At the end of my visit, representatives from USAID and I met with the U.S. Ambassador to Senegal, Allan Roth, in order to brief him on this new collaboration. Ambassador Roth discussed the fact that although USAID has long partnered with NGOs like Direct Relief, these partnerships are even more important today. In 1970, the US government provided 70 percent of American foreign assistance. Today, American citizens, companies and NGOs provide 80 percent of the assistance, while the US government has reduced its commitment to only 20 percent. Agencies like USAID are recognizing the enormous contributions made by American NGOs in addressing issues standing in the way of education, economic development, and health care delivery.

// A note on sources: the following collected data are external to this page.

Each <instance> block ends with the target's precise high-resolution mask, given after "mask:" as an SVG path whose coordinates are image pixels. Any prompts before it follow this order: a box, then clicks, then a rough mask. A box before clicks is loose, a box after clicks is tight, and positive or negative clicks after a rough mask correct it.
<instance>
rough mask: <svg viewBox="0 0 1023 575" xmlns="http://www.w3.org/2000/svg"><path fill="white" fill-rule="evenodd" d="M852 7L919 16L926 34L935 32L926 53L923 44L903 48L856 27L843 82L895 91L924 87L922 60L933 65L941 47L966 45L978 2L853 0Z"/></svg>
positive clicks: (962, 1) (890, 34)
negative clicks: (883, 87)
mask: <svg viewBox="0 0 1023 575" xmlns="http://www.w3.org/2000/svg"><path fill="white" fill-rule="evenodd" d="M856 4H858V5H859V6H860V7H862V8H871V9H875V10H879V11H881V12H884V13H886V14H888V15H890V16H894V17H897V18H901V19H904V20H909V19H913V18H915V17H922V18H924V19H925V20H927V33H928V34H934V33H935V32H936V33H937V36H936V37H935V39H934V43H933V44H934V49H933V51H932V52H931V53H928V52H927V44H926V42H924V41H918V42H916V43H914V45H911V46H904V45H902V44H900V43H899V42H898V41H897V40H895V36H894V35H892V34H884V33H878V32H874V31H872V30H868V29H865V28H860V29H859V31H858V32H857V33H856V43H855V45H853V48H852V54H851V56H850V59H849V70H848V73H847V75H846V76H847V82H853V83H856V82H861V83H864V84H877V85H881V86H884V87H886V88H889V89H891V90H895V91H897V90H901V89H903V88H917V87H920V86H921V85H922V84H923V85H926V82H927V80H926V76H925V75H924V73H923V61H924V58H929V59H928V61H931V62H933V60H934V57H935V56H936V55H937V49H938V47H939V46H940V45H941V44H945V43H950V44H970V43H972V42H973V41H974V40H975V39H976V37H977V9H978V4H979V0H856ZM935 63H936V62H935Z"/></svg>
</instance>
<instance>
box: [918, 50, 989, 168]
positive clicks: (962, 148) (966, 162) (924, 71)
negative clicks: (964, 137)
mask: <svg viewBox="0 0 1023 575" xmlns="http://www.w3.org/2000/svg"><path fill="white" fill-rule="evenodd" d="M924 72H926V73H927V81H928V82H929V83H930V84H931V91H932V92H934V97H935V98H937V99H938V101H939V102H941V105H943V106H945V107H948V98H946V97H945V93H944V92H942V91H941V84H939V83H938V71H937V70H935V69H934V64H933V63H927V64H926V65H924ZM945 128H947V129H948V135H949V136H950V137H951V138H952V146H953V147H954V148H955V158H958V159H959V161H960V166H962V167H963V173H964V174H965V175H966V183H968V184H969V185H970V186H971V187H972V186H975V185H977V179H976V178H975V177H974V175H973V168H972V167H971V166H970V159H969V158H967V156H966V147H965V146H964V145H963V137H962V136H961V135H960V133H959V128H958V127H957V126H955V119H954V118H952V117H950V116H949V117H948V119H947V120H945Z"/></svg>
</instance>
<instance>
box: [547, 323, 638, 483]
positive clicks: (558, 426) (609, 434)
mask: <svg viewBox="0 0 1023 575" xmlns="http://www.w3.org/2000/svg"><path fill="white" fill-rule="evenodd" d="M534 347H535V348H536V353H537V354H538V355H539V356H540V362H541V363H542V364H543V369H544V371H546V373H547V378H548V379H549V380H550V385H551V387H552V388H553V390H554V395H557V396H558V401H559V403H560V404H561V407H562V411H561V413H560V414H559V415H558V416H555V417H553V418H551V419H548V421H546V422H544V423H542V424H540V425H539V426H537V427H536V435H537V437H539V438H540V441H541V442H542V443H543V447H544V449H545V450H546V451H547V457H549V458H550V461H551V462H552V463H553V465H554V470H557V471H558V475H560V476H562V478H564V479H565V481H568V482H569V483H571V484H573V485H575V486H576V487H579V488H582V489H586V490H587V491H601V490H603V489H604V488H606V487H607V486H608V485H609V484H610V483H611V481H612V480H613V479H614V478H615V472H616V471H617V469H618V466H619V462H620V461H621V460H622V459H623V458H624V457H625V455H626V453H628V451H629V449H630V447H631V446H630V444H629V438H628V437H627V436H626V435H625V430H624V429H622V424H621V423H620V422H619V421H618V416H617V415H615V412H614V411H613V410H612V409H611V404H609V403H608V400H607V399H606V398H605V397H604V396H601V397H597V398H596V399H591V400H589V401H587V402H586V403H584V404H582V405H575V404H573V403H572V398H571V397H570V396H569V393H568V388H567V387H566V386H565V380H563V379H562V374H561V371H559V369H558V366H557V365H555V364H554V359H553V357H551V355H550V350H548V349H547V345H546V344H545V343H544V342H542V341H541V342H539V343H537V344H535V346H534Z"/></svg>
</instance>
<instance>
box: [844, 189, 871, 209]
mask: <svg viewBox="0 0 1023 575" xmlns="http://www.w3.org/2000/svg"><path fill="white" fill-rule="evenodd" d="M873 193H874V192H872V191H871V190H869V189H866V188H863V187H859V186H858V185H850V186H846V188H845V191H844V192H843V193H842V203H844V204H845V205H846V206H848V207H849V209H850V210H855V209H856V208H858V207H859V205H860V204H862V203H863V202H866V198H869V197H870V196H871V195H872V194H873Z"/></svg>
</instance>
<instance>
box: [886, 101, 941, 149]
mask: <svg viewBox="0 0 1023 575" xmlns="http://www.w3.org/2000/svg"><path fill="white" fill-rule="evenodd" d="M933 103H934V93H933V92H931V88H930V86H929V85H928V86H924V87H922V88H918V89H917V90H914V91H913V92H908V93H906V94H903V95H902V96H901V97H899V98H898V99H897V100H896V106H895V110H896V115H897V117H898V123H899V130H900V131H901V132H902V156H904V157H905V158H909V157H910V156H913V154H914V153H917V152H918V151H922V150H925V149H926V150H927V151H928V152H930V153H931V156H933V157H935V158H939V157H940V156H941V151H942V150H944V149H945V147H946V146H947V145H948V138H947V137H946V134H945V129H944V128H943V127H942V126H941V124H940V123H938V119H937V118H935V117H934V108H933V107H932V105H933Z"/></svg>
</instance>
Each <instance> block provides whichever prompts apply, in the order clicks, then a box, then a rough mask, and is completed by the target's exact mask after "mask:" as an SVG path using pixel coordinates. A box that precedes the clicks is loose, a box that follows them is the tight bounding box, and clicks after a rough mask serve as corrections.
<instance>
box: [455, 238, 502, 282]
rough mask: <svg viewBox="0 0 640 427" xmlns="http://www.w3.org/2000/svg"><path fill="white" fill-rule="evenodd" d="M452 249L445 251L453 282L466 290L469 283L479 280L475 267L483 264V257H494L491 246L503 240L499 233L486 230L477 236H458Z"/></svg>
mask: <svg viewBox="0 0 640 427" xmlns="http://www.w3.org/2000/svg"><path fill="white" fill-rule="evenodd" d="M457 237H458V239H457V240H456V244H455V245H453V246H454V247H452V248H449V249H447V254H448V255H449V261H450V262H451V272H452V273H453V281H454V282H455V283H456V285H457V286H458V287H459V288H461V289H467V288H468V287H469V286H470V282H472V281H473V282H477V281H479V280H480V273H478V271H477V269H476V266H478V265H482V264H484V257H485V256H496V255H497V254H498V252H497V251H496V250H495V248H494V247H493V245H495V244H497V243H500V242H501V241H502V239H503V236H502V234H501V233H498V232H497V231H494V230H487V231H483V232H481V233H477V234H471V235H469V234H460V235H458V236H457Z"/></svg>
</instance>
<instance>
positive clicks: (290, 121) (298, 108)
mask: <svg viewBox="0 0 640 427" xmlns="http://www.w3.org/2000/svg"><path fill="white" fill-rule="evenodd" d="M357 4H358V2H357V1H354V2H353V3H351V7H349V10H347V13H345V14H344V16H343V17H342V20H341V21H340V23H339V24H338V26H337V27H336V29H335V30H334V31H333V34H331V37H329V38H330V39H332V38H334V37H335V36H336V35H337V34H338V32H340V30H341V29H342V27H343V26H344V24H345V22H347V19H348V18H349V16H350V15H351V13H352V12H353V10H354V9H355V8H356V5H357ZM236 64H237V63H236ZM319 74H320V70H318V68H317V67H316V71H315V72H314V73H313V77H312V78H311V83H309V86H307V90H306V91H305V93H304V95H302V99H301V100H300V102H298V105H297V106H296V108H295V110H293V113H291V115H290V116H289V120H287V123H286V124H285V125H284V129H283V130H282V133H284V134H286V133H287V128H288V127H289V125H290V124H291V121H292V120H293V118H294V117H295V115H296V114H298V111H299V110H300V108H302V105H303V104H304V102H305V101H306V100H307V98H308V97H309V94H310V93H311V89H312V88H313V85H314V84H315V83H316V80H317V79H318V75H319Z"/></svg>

In summary, each of the NGOs with which I met during my visit to Senegal is well run by Senegalese professionals with backgrounds in community planning, education, and medicine. All are committed to improving the health system in their country. By supporting their efforts, Direct Relief can build on the strengths of this rapidly improving health system that is making it safer for a woman to deliver and for a child to be under the age of five.